Non è un gioco di parole. E’ il gioco della democrazia. Quella infallibile che ci hanno tramandato gli antichi greci, quella che è scritta a lettere cubitali e in tutte le salse nella nostra Costituzione, la medesima Costituzione trionfata nel Referendum che ha visto schierati per il No e poi brindare i D’Alema, i Bersani e tanti altri potenziali scissionisti del Pd (che brutto sostantivo, ricorda certa roba di Napoli, anche se – precisiamo – non è quella roba).

E famola sta scissione. Non se ne può più di una minoranza che vuole imporre con le minacce ciò che evidentemente non riesce ad ottenere con la forza del ragionamento, con la capacità di persuasione. E’ la minoranza della “presunzione” e della “pretesa”. La presunzione d’essere la migliore categoria politica, oltre che dello spirito. La pretesa di vantare la ragione anche quando la stragrande maggioranza dice che ha torto.

Ha sintetizzato bene il Governatore della Campania, Vincenzo De Luca, nell’intervento alla direzione nazionale del Pd di lunedì scorso: “Se la preoccupazione della minoranza è garantire a tutti noi che non ci sia una dittatura della maggioranza e garantire il dissenso, sono d’accordo. Ma se si immagina un’interdizione del diritto di un segretario eletto di esprimere la propria direzione, io non sono d’accordo. E il voto di fiducia deve essere un vincolo di lealtà per tutti”.
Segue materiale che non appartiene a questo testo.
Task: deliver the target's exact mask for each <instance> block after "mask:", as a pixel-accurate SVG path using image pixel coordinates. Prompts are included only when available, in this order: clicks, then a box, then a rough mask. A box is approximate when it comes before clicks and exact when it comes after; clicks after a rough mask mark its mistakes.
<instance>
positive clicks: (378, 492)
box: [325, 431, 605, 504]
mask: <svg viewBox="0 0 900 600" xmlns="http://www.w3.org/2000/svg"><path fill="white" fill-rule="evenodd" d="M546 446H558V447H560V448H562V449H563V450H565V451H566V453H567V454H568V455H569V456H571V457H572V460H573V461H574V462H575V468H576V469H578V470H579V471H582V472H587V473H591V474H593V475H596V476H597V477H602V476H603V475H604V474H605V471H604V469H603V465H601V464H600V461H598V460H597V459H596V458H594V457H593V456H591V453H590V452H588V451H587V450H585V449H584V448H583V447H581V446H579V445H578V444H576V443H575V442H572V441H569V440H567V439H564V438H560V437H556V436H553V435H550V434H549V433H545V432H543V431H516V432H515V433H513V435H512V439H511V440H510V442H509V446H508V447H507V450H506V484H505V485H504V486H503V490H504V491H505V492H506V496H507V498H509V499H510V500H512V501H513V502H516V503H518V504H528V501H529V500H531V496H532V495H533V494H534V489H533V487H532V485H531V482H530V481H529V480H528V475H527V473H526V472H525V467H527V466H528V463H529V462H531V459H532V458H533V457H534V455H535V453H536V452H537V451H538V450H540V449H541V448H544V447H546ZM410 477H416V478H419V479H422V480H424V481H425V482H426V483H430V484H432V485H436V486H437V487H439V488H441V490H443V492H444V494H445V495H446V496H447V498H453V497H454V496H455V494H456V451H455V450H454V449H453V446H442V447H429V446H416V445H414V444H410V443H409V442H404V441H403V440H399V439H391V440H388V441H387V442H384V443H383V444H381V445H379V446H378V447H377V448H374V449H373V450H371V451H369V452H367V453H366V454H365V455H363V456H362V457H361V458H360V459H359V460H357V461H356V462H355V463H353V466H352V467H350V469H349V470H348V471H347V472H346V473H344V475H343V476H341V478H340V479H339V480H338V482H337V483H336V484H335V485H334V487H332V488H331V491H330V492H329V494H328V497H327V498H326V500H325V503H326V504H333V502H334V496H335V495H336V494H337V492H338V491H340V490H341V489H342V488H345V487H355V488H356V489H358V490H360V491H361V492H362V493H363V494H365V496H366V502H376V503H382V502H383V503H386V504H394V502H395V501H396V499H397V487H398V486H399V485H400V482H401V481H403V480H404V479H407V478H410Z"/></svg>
Parole semplici, chiare, giuste. Parole di democrazia.
Matteo Renzi non sta bene a questa minoranza nonostante abbia una schiacciante maggioranza? Provi questa minoranza a diventare maggioranza, senza minacce e senza ipocrisie. Oppure, la faccia sta scissione. Provando anche a immaginare, però, cosa resta dopo la scissione. “Cui prodest?”, se non ai dittatorelli populisti. Quelli alla Grillo, per intenderci, che hanno la stessa presunzione e pretesa democratica dei D’Alema e dei Bersani: con la sola differenza che presunzione e pretesa dei Grillo poggiano comunque su una maggioranza conquistata con la forza della persuasione. Poco importa se quella forza persuasiva è il naturale effetto della debolezza di decenni di malapolitica.